Man-made energy-harvesting devices using this principle are scarce and researchers are only beginning to exploit this principle for the generation of renewable energy (see: "Renewable energy from evaporating water").
In new work, nanotechnology researchers now have shown that evaporation from the surface of a variety of nanostructured carbon materials can be used to generate electricity: the evaporation driven water flow in nanoporous carbon film converts ambient thermal energy into electricity via the water molecules' interaction with the carbon material.
"We have demonstrated that porous carbon film can be utilized to spontaneously harvest and convert low-grade heat energy into electricity," Jun Zhou, a professor at Huazhong University of Science and Technology and Deputy Director, Wuhan National Laboratory for Optoelectronics, tells Nanowerk.
The researchers fabricated their device from a sheet of carbon black and two electrodes made from multi-walled carbon nanotubes. When inserted into deionized water, an open-circuit voltage between the two electrodes is generated.
Video 1: Fabrication process and testing of the device. (Video: Nature Publishing Group)
Video 2: Four devices in series connexion powering a liquid crystal display. (Video: Nature Publishing Group)

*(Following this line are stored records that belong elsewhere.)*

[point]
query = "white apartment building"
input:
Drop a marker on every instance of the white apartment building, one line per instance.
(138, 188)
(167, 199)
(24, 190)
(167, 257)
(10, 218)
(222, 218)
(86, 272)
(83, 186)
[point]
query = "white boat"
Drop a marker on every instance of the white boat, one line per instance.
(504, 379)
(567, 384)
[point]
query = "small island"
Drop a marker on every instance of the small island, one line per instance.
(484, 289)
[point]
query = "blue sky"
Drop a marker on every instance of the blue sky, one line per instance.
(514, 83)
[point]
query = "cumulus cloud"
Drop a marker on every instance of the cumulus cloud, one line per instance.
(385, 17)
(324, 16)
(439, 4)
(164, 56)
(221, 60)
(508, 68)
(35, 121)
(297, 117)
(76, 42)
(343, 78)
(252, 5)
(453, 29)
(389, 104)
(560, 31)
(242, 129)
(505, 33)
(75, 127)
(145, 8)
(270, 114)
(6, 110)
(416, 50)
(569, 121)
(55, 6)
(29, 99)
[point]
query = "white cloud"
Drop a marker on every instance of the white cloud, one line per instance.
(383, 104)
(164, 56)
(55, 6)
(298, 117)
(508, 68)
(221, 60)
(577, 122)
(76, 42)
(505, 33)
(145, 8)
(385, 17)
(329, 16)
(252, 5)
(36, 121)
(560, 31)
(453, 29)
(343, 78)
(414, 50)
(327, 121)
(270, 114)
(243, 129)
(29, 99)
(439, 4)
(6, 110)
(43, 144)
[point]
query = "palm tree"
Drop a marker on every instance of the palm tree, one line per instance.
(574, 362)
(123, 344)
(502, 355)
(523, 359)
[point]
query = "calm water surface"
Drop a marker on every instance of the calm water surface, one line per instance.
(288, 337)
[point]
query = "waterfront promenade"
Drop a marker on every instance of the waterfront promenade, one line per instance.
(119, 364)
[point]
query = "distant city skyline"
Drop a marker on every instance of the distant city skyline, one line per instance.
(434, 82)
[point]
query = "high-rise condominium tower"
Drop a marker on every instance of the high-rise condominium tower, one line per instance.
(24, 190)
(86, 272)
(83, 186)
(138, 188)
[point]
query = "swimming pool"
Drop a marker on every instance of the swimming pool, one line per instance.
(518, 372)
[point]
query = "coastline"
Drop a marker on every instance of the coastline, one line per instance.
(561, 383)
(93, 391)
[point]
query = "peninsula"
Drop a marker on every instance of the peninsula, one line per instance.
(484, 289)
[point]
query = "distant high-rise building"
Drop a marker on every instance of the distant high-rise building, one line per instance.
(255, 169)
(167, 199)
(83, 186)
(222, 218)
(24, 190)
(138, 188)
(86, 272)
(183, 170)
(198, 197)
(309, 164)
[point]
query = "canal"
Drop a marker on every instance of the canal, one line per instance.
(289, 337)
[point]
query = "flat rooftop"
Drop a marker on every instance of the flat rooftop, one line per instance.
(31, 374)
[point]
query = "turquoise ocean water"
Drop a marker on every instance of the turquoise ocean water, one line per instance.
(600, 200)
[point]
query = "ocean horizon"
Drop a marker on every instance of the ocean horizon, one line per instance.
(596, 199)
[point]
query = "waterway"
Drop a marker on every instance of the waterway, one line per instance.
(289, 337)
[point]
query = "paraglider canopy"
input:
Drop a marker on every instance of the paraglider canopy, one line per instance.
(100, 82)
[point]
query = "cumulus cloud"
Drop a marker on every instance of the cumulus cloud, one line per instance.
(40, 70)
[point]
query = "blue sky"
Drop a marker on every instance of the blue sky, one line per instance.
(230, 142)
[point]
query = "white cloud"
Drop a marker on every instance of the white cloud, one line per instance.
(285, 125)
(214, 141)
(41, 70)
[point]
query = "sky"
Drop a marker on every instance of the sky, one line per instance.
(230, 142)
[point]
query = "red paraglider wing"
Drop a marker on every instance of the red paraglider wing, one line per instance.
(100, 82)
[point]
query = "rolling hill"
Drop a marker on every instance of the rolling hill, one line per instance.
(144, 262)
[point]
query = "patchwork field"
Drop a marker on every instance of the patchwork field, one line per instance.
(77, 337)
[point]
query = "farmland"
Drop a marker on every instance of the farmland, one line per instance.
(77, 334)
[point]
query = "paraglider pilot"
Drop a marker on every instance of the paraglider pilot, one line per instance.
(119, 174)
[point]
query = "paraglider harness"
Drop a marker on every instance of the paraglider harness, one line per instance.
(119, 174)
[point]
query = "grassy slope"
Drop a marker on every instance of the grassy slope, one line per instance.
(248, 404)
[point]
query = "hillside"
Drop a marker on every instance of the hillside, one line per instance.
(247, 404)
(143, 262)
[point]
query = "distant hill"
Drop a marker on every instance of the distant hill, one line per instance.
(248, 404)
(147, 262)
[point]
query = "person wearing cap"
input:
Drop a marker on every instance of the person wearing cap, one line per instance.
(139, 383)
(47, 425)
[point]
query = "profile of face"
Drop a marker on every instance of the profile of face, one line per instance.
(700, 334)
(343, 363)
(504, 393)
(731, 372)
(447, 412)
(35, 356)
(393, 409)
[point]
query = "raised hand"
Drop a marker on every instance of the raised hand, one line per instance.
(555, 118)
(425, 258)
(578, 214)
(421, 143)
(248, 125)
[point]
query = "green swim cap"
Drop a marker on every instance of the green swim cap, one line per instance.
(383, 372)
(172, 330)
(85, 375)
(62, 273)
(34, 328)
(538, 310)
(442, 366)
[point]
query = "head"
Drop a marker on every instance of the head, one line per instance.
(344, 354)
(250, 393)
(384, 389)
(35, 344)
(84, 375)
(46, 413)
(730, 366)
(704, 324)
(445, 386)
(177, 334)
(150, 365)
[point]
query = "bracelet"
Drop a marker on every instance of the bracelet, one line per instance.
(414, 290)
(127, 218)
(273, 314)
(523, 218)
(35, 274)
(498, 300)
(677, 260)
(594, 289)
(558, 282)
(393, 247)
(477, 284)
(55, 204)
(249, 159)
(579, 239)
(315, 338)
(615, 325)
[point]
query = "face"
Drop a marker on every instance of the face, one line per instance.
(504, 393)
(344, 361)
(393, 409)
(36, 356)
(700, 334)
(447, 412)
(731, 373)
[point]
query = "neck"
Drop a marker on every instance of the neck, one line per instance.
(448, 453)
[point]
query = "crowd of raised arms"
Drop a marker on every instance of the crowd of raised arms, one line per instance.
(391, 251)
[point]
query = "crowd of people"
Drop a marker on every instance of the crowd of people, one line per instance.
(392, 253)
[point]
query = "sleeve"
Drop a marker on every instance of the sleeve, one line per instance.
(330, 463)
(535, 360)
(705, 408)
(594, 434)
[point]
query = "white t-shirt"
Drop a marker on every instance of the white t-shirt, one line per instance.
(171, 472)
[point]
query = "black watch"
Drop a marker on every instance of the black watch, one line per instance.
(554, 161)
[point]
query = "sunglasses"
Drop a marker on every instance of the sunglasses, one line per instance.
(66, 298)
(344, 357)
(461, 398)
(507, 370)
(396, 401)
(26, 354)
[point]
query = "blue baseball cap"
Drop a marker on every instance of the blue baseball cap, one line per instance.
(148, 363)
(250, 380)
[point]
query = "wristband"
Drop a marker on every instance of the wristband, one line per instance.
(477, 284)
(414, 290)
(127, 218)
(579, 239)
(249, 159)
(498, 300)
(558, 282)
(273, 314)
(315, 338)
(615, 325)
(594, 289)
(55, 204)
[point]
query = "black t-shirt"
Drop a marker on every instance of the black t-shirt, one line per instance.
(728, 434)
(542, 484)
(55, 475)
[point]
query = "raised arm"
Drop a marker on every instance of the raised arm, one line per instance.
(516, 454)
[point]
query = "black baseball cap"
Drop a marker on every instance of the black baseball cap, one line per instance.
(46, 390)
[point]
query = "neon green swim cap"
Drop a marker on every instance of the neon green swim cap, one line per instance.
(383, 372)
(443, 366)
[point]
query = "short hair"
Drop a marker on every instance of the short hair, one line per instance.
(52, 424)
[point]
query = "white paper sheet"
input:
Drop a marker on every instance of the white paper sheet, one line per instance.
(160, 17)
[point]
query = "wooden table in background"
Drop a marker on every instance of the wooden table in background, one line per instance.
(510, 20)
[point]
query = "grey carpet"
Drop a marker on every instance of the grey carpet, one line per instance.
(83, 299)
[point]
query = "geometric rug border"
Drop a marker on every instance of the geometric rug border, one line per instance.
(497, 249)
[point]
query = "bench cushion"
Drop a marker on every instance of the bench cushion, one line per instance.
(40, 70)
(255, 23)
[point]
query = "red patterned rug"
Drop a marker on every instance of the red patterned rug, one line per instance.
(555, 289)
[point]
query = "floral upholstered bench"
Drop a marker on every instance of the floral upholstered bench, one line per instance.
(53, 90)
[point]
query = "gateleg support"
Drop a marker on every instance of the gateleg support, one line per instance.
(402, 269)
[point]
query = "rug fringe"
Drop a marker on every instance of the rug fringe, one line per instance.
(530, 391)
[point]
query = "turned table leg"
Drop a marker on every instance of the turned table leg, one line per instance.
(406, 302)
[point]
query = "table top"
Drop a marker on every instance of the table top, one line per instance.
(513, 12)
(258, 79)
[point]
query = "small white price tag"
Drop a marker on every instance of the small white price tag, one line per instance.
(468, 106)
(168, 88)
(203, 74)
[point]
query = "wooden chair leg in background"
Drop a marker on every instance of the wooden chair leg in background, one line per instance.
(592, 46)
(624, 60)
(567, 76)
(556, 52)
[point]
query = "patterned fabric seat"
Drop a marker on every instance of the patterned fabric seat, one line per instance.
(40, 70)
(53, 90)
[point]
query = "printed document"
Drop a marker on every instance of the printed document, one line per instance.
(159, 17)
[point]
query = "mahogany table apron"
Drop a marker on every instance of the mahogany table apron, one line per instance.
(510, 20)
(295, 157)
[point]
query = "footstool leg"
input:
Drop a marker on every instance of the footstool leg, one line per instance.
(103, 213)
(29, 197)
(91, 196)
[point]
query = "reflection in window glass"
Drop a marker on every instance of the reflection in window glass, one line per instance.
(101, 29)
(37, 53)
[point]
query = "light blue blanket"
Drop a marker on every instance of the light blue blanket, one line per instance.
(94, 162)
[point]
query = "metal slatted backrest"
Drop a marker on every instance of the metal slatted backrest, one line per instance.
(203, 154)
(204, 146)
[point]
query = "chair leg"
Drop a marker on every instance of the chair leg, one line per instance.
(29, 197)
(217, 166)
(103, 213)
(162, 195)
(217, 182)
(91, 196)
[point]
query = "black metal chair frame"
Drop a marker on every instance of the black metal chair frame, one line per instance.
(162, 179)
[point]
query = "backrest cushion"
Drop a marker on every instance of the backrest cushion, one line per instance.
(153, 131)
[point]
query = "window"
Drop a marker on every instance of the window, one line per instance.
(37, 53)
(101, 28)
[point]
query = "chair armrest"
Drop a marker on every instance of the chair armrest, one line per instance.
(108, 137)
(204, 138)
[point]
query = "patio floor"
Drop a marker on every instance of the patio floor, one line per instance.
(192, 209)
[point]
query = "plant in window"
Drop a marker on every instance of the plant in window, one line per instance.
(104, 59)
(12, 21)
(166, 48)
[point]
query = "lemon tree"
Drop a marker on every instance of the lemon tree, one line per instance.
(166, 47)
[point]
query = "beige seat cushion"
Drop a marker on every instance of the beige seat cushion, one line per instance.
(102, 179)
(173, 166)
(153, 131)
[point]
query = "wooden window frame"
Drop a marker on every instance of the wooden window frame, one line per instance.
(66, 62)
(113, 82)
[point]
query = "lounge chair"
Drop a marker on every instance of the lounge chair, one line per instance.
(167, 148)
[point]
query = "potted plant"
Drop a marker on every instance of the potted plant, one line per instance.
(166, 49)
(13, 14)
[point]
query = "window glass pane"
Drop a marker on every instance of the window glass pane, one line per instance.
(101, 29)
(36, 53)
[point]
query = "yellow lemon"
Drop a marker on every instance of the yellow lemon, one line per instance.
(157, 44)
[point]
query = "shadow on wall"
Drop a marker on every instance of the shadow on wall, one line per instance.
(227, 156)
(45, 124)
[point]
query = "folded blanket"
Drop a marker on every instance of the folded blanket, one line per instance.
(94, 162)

"In our experimental setup we have shown that water evaporation from a centimeter-sized carbon black sheet, with a thickness of a few micrometers, can generate a sustained voltage comparable to a standard AA battery," notes Zhou. "In comparison with previously reported methods to harvest energy from complicated environments, such as vibration, solar, wind, and ocean energy, the electricity generation occurs in ambient environment, converting ambient thermal energy directly into electricity."
The next stage of the team's investigation will involve two aspects: 1) developing a device with better mechanical properties and higher electricity energy output; and 2), intensive investigation of the interaction between water molecules and carbon interface, to further explore the underlying mechanism and other potentially unknown phenomena.
"As water evaporation from carbon materials can be notably enhanced and flow-induced potential can be optimized, it should be possible to design devices with enhanced electricity generation that can be used to complete essential tasks, such as sterilization, water purification and desalination," concludes Zhou.